The Stamford, CT company, which has been around the DOOH/emerging media sector for the last 20 years, expects both global and US DOOH ad spend to see strong growth again in 2023.
Says the company in a PR summary marketing its PQ Media’s Global Digital Out-of-Home Media Forecast 2022-2026:
Emerging strong from the debilitating impact of the pandemic and the global lockdowns, DOOH media became one of the fastest-growing media sectors in the world in 2022. After plunging 26.0% in 2020, global and US DOOH ad spend rebounded for two consecutive years of double-digit growth, fueled by various red-hot DOOH network and signage segments.
Global digital place-based network ad spend jumped 25.7% to $12.29 billion in 2022, global digital billboards & signage surged 23.5% to $6.56 billion, driven by high double-digit growth in the healthcare, retail, sports & entertainment, transit, and the heavily battered cinema category, according to PQ Media.
“We expect the DOOH media industry to continue its double-digit growth in 2023, powered by a number of positive developments fueling innovation, creativity and further expansion. Among these are increased and improved programmatic advertising, smart technology marketing, better ROI measurements, and successful efforts by DOOH industry executives and trade organizations at pitching the convincing story that DOOH media has evolved to an extent that clearly indicates its positive impact on brand equity, company reputation and emotional connections with target consumers throughout the day,” said PQ Media CEO & Founder Patrick Quinn.
While recessions have negatively impacted OOH media throughout the medium’s history, the pandemic was especially brutal due to the devastating combination of the ad pullback amid weakening economic conditions and the stay-at-home mandates that sapped consumer traffic from key OOH media locations worldwide.

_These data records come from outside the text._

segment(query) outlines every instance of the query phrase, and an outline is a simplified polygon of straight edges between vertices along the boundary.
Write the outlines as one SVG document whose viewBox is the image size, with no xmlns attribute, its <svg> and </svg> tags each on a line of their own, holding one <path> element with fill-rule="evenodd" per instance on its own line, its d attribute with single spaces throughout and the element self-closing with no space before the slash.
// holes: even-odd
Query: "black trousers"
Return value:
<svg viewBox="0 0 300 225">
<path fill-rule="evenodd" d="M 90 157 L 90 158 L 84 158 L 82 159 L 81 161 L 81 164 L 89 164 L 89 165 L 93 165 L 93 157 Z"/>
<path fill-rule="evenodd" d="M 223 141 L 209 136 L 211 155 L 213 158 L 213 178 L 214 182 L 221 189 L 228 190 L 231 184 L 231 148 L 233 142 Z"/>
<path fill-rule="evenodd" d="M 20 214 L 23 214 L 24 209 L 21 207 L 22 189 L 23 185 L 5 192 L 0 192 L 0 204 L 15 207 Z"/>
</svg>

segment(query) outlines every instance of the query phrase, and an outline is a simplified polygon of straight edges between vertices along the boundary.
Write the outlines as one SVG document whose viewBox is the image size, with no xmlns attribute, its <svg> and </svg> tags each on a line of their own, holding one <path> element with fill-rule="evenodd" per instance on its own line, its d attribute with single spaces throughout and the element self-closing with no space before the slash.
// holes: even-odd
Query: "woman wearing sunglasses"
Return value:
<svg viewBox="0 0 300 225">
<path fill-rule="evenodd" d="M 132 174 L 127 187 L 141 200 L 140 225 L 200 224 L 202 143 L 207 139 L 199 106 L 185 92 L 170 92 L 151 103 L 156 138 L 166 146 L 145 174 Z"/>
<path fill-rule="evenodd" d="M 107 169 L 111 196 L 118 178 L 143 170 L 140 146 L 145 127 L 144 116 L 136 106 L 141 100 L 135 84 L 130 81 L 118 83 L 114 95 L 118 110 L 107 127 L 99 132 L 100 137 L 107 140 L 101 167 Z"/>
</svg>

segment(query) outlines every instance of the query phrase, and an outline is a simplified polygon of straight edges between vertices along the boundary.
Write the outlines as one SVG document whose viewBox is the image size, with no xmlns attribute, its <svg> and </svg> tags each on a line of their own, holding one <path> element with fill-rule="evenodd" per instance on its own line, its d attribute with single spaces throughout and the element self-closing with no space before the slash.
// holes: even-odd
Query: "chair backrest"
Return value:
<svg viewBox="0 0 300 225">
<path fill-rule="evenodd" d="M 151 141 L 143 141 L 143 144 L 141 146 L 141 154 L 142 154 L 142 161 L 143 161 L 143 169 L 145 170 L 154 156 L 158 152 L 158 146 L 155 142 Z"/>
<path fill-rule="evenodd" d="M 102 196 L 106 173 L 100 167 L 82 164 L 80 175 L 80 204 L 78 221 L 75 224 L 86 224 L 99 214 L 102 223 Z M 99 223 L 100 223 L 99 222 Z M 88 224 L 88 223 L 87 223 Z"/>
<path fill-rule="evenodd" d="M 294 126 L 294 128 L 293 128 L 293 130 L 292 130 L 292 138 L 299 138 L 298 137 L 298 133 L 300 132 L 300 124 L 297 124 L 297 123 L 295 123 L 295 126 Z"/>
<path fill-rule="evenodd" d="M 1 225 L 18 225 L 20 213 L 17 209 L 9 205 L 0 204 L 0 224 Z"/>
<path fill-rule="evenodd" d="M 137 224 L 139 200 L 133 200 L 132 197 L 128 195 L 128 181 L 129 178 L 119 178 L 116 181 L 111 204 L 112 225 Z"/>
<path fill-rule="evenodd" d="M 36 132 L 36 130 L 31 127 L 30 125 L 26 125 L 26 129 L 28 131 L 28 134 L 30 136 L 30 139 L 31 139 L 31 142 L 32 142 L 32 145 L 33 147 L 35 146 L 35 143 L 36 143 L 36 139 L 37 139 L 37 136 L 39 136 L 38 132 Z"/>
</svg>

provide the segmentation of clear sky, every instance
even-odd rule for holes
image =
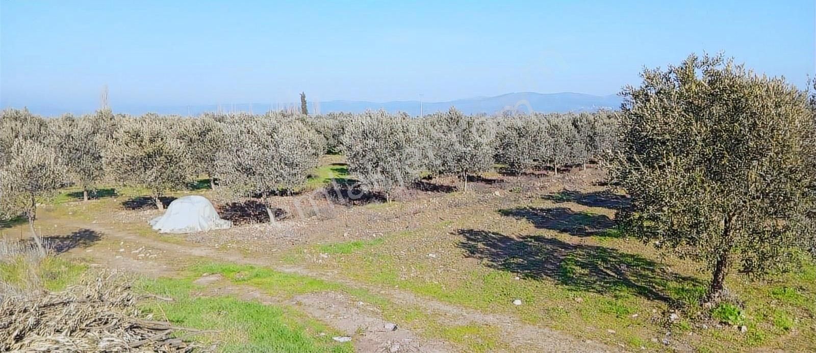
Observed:
[[[0,1],[0,104],[610,95],[724,51],[804,87],[814,0]]]

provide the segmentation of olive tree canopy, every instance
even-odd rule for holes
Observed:
[[[623,92],[612,170],[632,197],[623,227],[701,260],[712,272],[710,300],[733,267],[783,269],[814,205],[806,95],[720,56],[691,55],[642,76]]]
[[[468,188],[468,176],[487,170],[493,164],[494,131],[482,119],[462,114],[451,108],[435,113],[425,121],[426,139],[433,148],[435,167],[441,174],[457,175]]]
[[[63,185],[65,169],[53,148],[37,141],[20,139],[0,165],[0,217],[24,214],[40,251],[45,248],[34,230],[37,202]]]
[[[174,121],[153,115],[125,118],[103,152],[108,174],[117,181],[150,191],[156,207],[161,196],[185,185],[190,175],[188,149],[173,133]]]
[[[394,188],[419,177],[418,143],[417,128],[410,117],[385,111],[366,112],[350,120],[343,136],[351,174],[366,190],[382,192],[389,201]]]

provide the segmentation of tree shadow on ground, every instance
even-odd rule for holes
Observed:
[[[26,222],[28,222],[28,218],[25,216],[17,216],[11,219],[0,219],[0,229],[11,228],[20,224],[24,224]]]
[[[565,207],[519,207],[499,210],[503,216],[526,219],[536,228],[550,229],[576,236],[614,236],[614,221],[604,214],[575,212]]]
[[[666,294],[675,285],[703,285],[696,278],[667,273],[639,255],[596,245],[574,245],[542,236],[514,238],[494,232],[460,229],[465,256],[490,268],[527,279],[549,278],[570,289],[601,294],[636,294],[678,305]]]
[[[629,197],[614,194],[609,191],[581,192],[574,190],[561,190],[559,192],[544,195],[544,200],[554,202],[574,202],[589,207],[604,207],[621,210],[629,205]]]
[[[357,180],[345,178],[332,179],[329,185],[317,192],[324,193],[329,201],[337,205],[359,205],[386,201],[384,196],[366,191]]]
[[[62,254],[74,248],[87,248],[102,239],[102,235],[91,229],[80,229],[67,236],[43,236],[42,242],[51,251]]]
[[[74,200],[85,199],[85,195],[82,191],[69,192],[66,195]],[[102,199],[107,197],[116,197],[118,196],[119,194],[116,192],[116,189],[114,188],[96,189],[95,191],[88,192],[88,199]]]
[[[341,175],[348,175],[348,164],[347,163],[331,163],[329,165],[331,166],[330,170],[331,171],[337,173]]]
[[[173,201],[177,197],[173,196],[162,196],[159,197],[159,200],[162,201],[162,204],[164,205],[164,207],[166,208],[170,205],[170,203],[173,202]],[[153,201],[153,197],[149,196],[136,196],[126,200],[122,203],[122,207],[125,210],[141,210],[157,208],[156,202]]]
[[[450,193],[459,190],[459,188],[450,185],[438,184],[426,180],[417,180],[411,184],[411,188],[430,192]]]
[[[234,225],[269,223],[266,205],[255,200],[219,205],[218,213],[222,218],[231,221]],[[286,215],[283,210],[275,209],[276,220],[283,218]]]

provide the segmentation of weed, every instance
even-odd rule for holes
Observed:
[[[712,310],[712,317],[731,325],[745,324],[745,314],[743,309],[734,304],[721,302]]]

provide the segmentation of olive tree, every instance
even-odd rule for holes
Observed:
[[[324,143],[300,120],[243,117],[227,127],[228,143],[219,153],[217,175],[224,191],[259,197],[270,222],[270,196],[302,185],[317,165]]]
[[[419,179],[420,153],[417,127],[406,114],[368,111],[350,121],[343,136],[349,172],[364,189],[391,201],[395,188]]]
[[[574,148],[578,143],[578,134],[568,117],[554,114],[547,119],[544,127],[548,146],[543,149],[541,161],[552,165],[555,174],[558,168],[574,161]]]
[[[0,113],[0,165],[13,156],[11,147],[20,139],[41,140],[48,130],[42,117],[27,109],[4,109]]]
[[[626,87],[614,181],[632,197],[623,226],[712,272],[783,270],[813,210],[814,116],[804,92],[721,56],[646,69]],[[806,235],[812,237],[813,234]]]
[[[499,121],[494,139],[496,162],[506,165],[515,174],[536,163],[542,148],[546,147],[540,121],[531,116],[508,117]]]
[[[64,116],[48,121],[49,144],[60,154],[70,180],[82,189],[82,198],[104,177],[102,165],[104,131],[90,117]]]
[[[494,131],[483,119],[451,108],[427,118],[425,133],[433,149],[440,174],[459,176],[468,189],[468,176],[487,170],[493,164]]]
[[[164,210],[161,196],[184,187],[191,174],[189,153],[175,137],[174,125],[153,114],[122,119],[103,151],[108,174],[149,190],[159,210]]]
[[[33,140],[18,140],[10,152],[11,157],[0,165],[0,216],[24,214],[34,241],[44,254],[45,247],[34,229],[37,201],[62,186],[64,167],[53,148]]]
[[[224,126],[209,114],[184,119],[180,125],[178,137],[188,149],[192,171],[206,174],[215,189],[216,157],[226,146]]]

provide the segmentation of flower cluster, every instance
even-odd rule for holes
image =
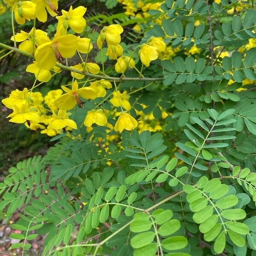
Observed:
[[[57,10],[58,0],[17,1],[11,5],[18,24],[23,24],[26,20],[35,19],[45,22],[49,15],[55,17],[58,23],[56,32],[52,38],[46,32],[37,29],[34,25],[30,31],[21,30],[11,38],[15,45],[18,44],[20,50],[34,56],[35,60],[27,66],[26,71],[34,74],[35,81],[31,89],[16,90],[12,92],[9,98],[3,100],[6,107],[13,111],[8,116],[11,118],[10,121],[24,123],[31,129],[40,129],[42,133],[54,136],[61,131],[77,129],[76,124],[70,118],[72,113],[79,108],[82,108],[87,101],[102,98],[108,94],[107,99],[110,98],[112,111],[98,108],[101,107],[100,103],[98,104],[87,111],[87,114],[85,112],[84,125],[89,128],[96,124],[119,132],[135,128],[138,122],[128,112],[132,109],[128,92],[118,90],[114,82],[113,90],[108,93],[108,90],[113,90],[111,79],[94,78],[88,82],[83,81],[87,74],[102,74],[101,77],[105,75],[103,66],[102,72],[100,65],[87,61],[88,55],[95,47],[95,43],[102,54],[102,47],[106,46],[106,55],[115,62],[114,68],[117,73],[123,76],[127,69],[134,69],[140,76],[141,71],[136,67],[134,57],[140,58],[142,70],[143,65],[148,67],[151,61],[162,58],[161,56],[166,51],[165,43],[161,38],[152,37],[136,47],[133,52],[125,52],[120,44],[123,29],[119,24],[104,26],[96,42],[92,38],[77,35],[84,32],[86,26],[84,16],[87,9],[82,6],[76,8],[71,6],[68,11],[62,10],[60,13]],[[158,3],[153,6],[140,2],[138,8],[145,12],[152,8],[159,7]],[[83,54],[86,55],[85,61],[81,55]],[[62,90],[50,90],[44,96],[39,92],[33,91],[37,81],[41,83],[47,82],[61,72],[61,64],[65,61],[66,65],[68,65],[69,59],[76,54],[81,61],[74,64],[73,60],[70,61],[73,64],[70,67],[73,77],[71,84],[61,86]],[[102,99],[103,102],[105,99]],[[68,111],[71,112],[67,112]],[[117,117],[115,125],[112,126],[108,122],[107,116],[112,119]]]

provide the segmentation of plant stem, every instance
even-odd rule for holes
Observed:
[[[10,50],[13,50],[14,51],[17,52],[19,52],[19,53],[21,53],[21,54],[23,54],[26,56],[27,56],[31,58],[34,58],[34,56],[28,52],[24,52],[24,51],[22,51],[20,49],[18,49],[17,48],[15,48],[13,47],[12,47],[11,46],[9,46],[9,45],[7,45],[5,44],[2,44],[2,43],[0,43],[0,47],[9,49]],[[99,75],[94,75],[94,74],[91,74],[88,72],[83,72],[80,70],[78,70],[74,68],[72,68],[70,67],[66,67],[64,65],[62,65],[61,64],[59,64],[58,63],[56,63],[56,66],[61,68],[62,70],[67,70],[69,71],[73,71],[73,72],[75,72],[76,73],[78,73],[79,74],[81,74],[81,75],[84,75],[87,76],[88,76],[89,77],[92,77],[93,78],[96,78],[99,79],[104,79],[108,81],[163,81],[164,80],[164,77],[156,77],[156,78],[150,78],[150,77],[114,77],[112,76],[99,76]]]

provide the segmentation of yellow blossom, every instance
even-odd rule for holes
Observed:
[[[118,73],[123,74],[128,67],[134,68],[135,65],[134,60],[128,56],[122,56],[117,59],[117,62],[115,65],[115,69]]]
[[[35,111],[35,110],[30,108],[28,104],[24,104],[20,108],[15,105],[13,110],[13,112],[6,117],[12,117],[9,122],[18,124],[27,122],[29,126],[30,125],[30,121],[39,122],[40,116],[38,113]]]
[[[44,129],[45,128],[44,125],[41,125],[38,122],[34,122],[33,121],[31,121],[29,124],[29,124],[26,122],[25,123],[25,126],[27,128],[29,128],[32,131],[37,131],[38,129]]]
[[[84,124],[86,126],[91,126],[93,124],[96,124],[98,125],[105,125],[107,122],[103,111],[102,109],[92,110],[88,111],[84,119]]]
[[[77,64],[75,66],[70,67],[73,69],[79,70],[81,72],[89,72],[92,74],[98,74],[100,70],[100,68],[99,65],[96,63],[92,63],[91,62],[87,62],[84,67],[84,64]],[[79,74],[79,73],[71,71],[71,76],[76,79],[82,79],[84,77],[84,75]]]
[[[29,65],[26,71],[35,74],[35,76],[37,78],[37,79],[41,82],[47,82],[52,77],[52,74],[49,70],[39,68],[35,61],[34,61],[32,64]]]
[[[26,20],[35,18],[36,5],[30,1],[19,1],[14,7],[15,19],[17,23],[23,25]]]
[[[120,35],[124,31],[118,24],[105,26],[101,31],[97,39],[97,46],[101,49],[103,42],[106,40],[108,45],[116,45],[121,42]]]
[[[160,37],[151,37],[149,40],[148,44],[148,45],[156,47],[157,48],[157,51],[158,53],[163,52],[166,47],[163,38]]]
[[[12,37],[11,40],[14,41],[13,36]],[[15,40],[16,42],[22,42],[19,46],[20,50],[32,54],[34,49],[34,40],[35,46],[38,46],[44,43],[49,41],[50,39],[47,36],[46,32],[40,29],[35,29],[35,31],[33,28],[29,33],[21,30],[20,33],[16,34],[15,35]]]
[[[8,108],[12,108],[15,105],[20,108],[21,106],[28,101],[28,96],[27,88],[24,88],[22,91],[16,89],[12,91],[8,98],[2,99],[2,102]]]
[[[191,55],[199,53],[200,50],[195,45],[193,45],[189,50],[189,53]]]
[[[81,33],[86,25],[86,21],[83,17],[86,12],[86,8],[81,6],[73,10],[71,6],[68,12],[62,10],[62,15],[56,17],[58,20],[57,33],[60,33],[60,35],[66,35],[69,26],[76,33]]]
[[[54,67],[57,59],[73,57],[77,49],[77,37],[72,34],[55,36],[52,41],[45,43],[36,49],[35,60],[40,68],[50,69]]]
[[[109,45],[106,55],[109,56],[112,60],[115,60],[117,57],[121,56],[122,53],[123,49],[120,44]]]
[[[77,126],[75,121],[69,118],[69,116],[71,114],[71,113],[67,113],[66,110],[61,109],[58,111],[58,115],[53,112],[52,118],[49,120],[49,124],[47,126],[47,129],[58,130],[66,126],[70,126],[73,129],[77,129]]]
[[[200,25],[200,20],[195,20],[195,23],[194,23],[194,25],[195,25],[195,26],[199,26],[199,25]]]
[[[55,103],[55,100],[62,94],[62,90],[58,89],[49,91],[44,96],[44,102],[52,111],[56,112],[58,111],[58,107]]]
[[[227,13],[230,15],[232,15],[234,13],[234,12],[235,11],[235,8],[233,7],[231,9],[230,9]]]
[[[58,108],[60,109],[68,110],[75,107],[77,103],[79,108],[83,107],[83,103],[79,97],[81,96],[86,99],[94,99],[97,97],[97,92],[90,87],[78,88],[78,84],[76,80],[72,84],[71,90],[62,85],[62,90],[66,93],[61,95],[55,101]]]
[[[93,49],[90,39],[86,38],[80,38],[77,40],[77,50],[82,53],[89,53]]]
[[[120,107],[121,105],[125,108],[126,110],[131,109],[131,104],[128,100],[130,96],[127,95],[127,92],[125,91],[122,93],[121,93],[119,91],[114,92],[113,93],[113,97],[110,100],[110,102],[115,107]]]
[[[52,17],[57,15],[58,0],[32,0],[36,4],[35,15],[38,20],[45,22],[47,20],[47,12]]]
[[[122,112],[116,123],[114,129],[116,131],[122,132],[124,130],[131,131],[138,125],[138,122],[131,115]]]
[[[92,82],[90,83],[89,87],[94,89],[97,92],[97,97],[104,97],[107,93],[105,88],[112,88],[112,84],[109,81],[102,79]]]
[[[158,57],[157,52],[157,48],[154,46],[151,46],[143,44],[139,51],[139,55],[141,62],[146,66],[148,67],[150,61],[156,60]]]

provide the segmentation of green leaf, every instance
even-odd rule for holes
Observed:
[[[18,233],[12,233],[10,235],[10,238],[12,239],[21,239],[25,238],[25,236],[23,234],[18,234]]]
[[[182,36],[183,35],[183,26],[181,20],[176,20],[173,23],[173,29],[176,35],[177,36]]]
[[[213,213],[213,207],[211,205],[208,205],[195,213],[193,215],[193,219],[196,223],[200,224],[204,222]]]
[[[204,240],[207,241],[212,241],[220,233],[222,228],[222,225],[220,223],[216,224],[210,230],[204,234]]]
[[[151,133],[149,131],[144,131],[140,134],[140,140],[143,148],[145,148],[150,140]]]
[[[239,16],[235,16],[232,18],[232,29],[234,32],[239,31],[242,25],[241,18]]]
[[[122,185],[120,186],[117,190],[117,192],[116,192],[116,195],[115,198],[117,202],[119,202],[122,199],[125,195],[126,190],[126,186],[125,185]]]
[[[131,238],[131,245],[135,249],[141,248],[151,244],[154,237],[154,233],[151,231],[138,234]]]
[[[224,210],[221,215],[227,220],[237,221],[242,220],[246,217],[246,213],[242,209],[230,209]]]
[[[134,252],[134,256],[154,256],[157,250],[157,245],[154,243],[136,249]]]
[[[227,233],[230,239],[236,245],[241,247],[245,244],[245,240],[240,235],[232,230],[227,230]]]
[[[172,218],[173,213],[170,209],[164,211],[156,217],[155,222],[157,225],[162,225]]]
[[[248,130],[253,134],[256,135],[256,123],[250,121],[247,118],[244,119],[244,122]]]
[[[147,231],[151,228],[152,222],[147,220],[134,221],[130,225],[131,231],[134,233]]]
[[[17,230],[23,231],[27,230],[27,228],[26,227],[24,227],[22,225],[20,225],[19,224],[12,224],[11,225],[11,227]]]
[[[187,244],[188,241],[186,238],[181,236],[169,237],[164,240],[162,243],[163,246],[165,249],[170,250],[182,249]]]
[[[163,156],[163,157],[160,159],[157,164],[157,168],[158,169],[160,169],[162,167],[168,160],[169,157],[168,156]]]
[[[176,177],[180,177],[184,175],[187,171],[189,169],[186,166],[182,166],[177,170],[175,174]]]
[[[203,149],[202,150],[202,155],[203,157],[207,160],[211,160],[212,159],[212,154],[209,153],[206,149]]]
[[[194,157],[195,157],[195,156],[196,155],[195,152],[195,151],[194,151],[194,150],[192,148],[189,148],[185,144],[179,142],[177,142],[176,143],[176,145],[177,146],[180,148],[182,149],[182,150],[183,150],[185,152],[186,152],[189,154],[191,154],[191,155],[193,156]]]
[[[71,232],[72,232],[73,227],[71,224],[67,225],[65,231],[65,234],[63,238],[63,242],[65,244],[67,245],[68,244],[68,242],[71,236]]]
[[[181,23],[181,22],[180,20],[176,20],[176,21],[179,21],[180,22],[180,23]],[[182,26],[181,26],[181,28],[183,27]],[[184,60],[180,56],[176,57],[173,59],[173,63],[174,63],[174,65],[175,66],[175,67],[178,72],[181,72],[182,73],[183,73],[185,72],[186,70],[185,62],[184,62]]]
[[[221,253],[225,248],[226,245],[226,235],[224,231],[222,231],[217,238],[213,248],[216,253]]]
[[[111,211],[111,217],[116,218],[121,214],[121,207],[119,204],[116,204],[112,208]]]
[[[196,212],[205,208],[208,204],[208,200],[205,198],[201,198],[193,201],[189,204],[190,209]]]
[[[99,222],[103,223],[108,218],[109,215],[109,206],[106,204],[103,206],[100,211],[99,215]]]
[[[213,200],[218,199],[226,195],[228,190],[229,188],[227,185],[225,184],[221,184],[211,191],[209,197]]]
[[[247,235],[249,233],[249,227],[244,223],[235,222],[234,221],[227,221],[225,222],[225,224],[230,230],[238,234]]]
[[[166,172],[169,172],[172,171],[176,166],[178,162],[178,160],[176,158],[172,158],[166,166]]]
[[[216,206],[221,209],[227,209],[236,205],[238,199],[234,195],[230,195],[219,199],[216,202]]]
[[[172,227],[170,228],[170,227]],[[160,236],[169,236],[180,229],[180,223],[177,220],[171,220],[163,224],[158,229],[158,233]]]
[[[217,224],[218,219],[218,215],[216,214],[212,215],[205,221],[199,225],[199,230],[202,233],[209,232]]]
[[[201,37],[204,31],[204,25],[203,24],[201,24],[195,27],[194,32],[194,37],[196,39],[198,39]]]
[[[114,197],[117,189],[116,187],[112,186],[111,187],[107,192],[106,195],[105,195],[105,200],[107,202],[110,201]]]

Aside from grocery stores, pharmacies and big-box retailers, the majority of digital place-based networks and digital billboards & signage operating at roadside, cinema, sports & entertainment and transit locations saw plummeting ad revenues because of stay-at-home restrictions and store closures during the lockdown.
However, PQ Media’s new research shows that nearly all key indicators and drivers of overall OOH and DOOH media growth are showing strong growth signals. Among these are the following:
- Consumers are shopping at brick-and-mortar stores again, as monthly foot traffic has risen by double-digit rates in the US for more than a year;
- People are driving and taking mass transit again, with US miles driven up 11.2% in 2021 and rising nearly 2.5% in 2022, besting pre-pandemic levels, although train ridership was still well below pre-pandemic peak levels in 2019;
- Consumers started flying and staying at hotels at increased rates during the past 18 months, as global airline passengers rose 71% in 2022 and worldwide global tourism soared 172%, although total numbers are still below 2019;
- Movie theaters reopened, albeit, with social distancing in some markets; US and Canada admissions were up 69.8% in 2021 and 122% in 2022, while global revenues grew 76% in 2021;
- Consumers also began to attend live sports & entertainment events again, as the 2021 Summer Olympics posted the highest ad revenues ever and the 2022 World Cup began offering real-time stats and results via DOOH networks and signage.
Global and US DOOH media revenues are projected to rise at double-digit rates again in 2023, although at slower rates than the record-setting 2022 growth surge, which was led by digital cinema networks (up 59.4%), digital transit nets (up 45.1%), digital retail nets (up 38.5%), and digital healthcare nets (up 24.1%), according to the new PQ Media report.
So … big growth, but that owes in part to bounce-backs from business troughs created by everything that went on in the first two two years of the pandemic.